Das Energieministerium von Indien hat angekündigt, 40.000 Megawatt Atom energie (das entspricht etwa 30 bis 35 AKW) bis 2020 neu bauen zu wollen. Obwohl Indien den Atomwaffensperrvertrag nicht unterzeichnet hat, stimmte die Nuclear Suppliers Group 2008 auf massiven Druck der USA zu, dass Indien Atomausrüstung importieren darf. Mit diesem Deal wollen die USA der amerikanischen Firma General Electric ermöglichen, Atomausrüstung zu liefern und damit gute Geschäfte zu machen.
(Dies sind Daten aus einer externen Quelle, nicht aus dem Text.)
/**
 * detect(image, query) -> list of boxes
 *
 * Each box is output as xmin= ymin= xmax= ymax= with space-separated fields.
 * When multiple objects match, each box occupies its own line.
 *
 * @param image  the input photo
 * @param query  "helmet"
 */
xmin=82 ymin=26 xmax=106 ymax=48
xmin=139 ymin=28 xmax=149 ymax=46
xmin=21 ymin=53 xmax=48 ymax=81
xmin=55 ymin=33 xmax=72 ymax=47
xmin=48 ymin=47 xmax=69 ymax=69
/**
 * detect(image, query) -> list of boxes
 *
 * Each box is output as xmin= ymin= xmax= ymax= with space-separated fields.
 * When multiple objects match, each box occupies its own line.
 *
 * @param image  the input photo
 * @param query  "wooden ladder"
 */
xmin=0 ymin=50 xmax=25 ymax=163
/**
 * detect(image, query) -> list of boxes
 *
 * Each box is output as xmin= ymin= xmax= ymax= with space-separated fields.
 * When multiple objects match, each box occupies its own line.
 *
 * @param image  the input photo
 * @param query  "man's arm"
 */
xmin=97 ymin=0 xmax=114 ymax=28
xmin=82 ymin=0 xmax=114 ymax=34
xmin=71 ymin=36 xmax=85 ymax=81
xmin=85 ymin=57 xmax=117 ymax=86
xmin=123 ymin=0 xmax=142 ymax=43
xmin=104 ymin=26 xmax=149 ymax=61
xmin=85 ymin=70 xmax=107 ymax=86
Dennoch sind diese Pläne maßlos übertrieben, wie z.B. die indische Ökonomin M.V. Ramana feststellt. Sie empfiehlt einen Blick auf die bisherigen Erfahrungen: So plante die indische Atomenergiebehörde 1984 den Bau von Atomanlagen im Umfang von 10.000 MW bis 2000. Millionen wurden ausgegeben, aber 1998 war kein einziges MW gebaut. Dieselbe Behörde hofft heute, dass mit Aufhebung des Importverbots alles viel leichter sei. "Das löst jedoch nicht das Problem der hohen Kosten der Energieerzeugung, die weltweit für das langsame Wachstum der Atomenergie verantwortlich ist", so Ramana. Importierte Kraftwerke sind zu teuer, die Alternative, eigene Kapazitäten in Indien zu entwickeln, sehr langwierig. Ramana hält lediglich importierte Atomkraftwerke im Umfang von 8.000-10.000 MW bis zum Ende des nächsten Jahrzehnt für denkbar. "Aber selbst, wenn einige Reaktoren gebaut werden, wird Atomenergie voraussichtlich weder in Indien noch woanders großartig zunehmen, aus rein wirtschaftlichen Gründen", so Ramana.


Unbekannte Größe China

Und China? Klar ist, dass die Kraftwerkskapazitäten enorm ausgeweitet werden, der Energiebedarf ist gewaltig. Der Löwenanteil an der Stromversorgung liegt aktuell bei Kohlekraftwerken, der momentane Anteil der Atomkraft ist eher marginal. Offizielle Pläne wollen den Ausbau der Atomenergie um 45.000 MW mit 40 AKW bis 2018. Ist das wahrscheinlich? Der britische Energieexperte Antony Froggatt erklärt: "Im Bereich Wind und Gas sehen wir, dass China in der Lage ist, extrem ehrgeizige Ziele einzuhalten und sogar zu übertreffen. Ihre Erfahrung mit dem Bau von Atomkraftwerken ist jedoch ziemlich eingeschränkt, dort gab es Verzögerungen und Probleme."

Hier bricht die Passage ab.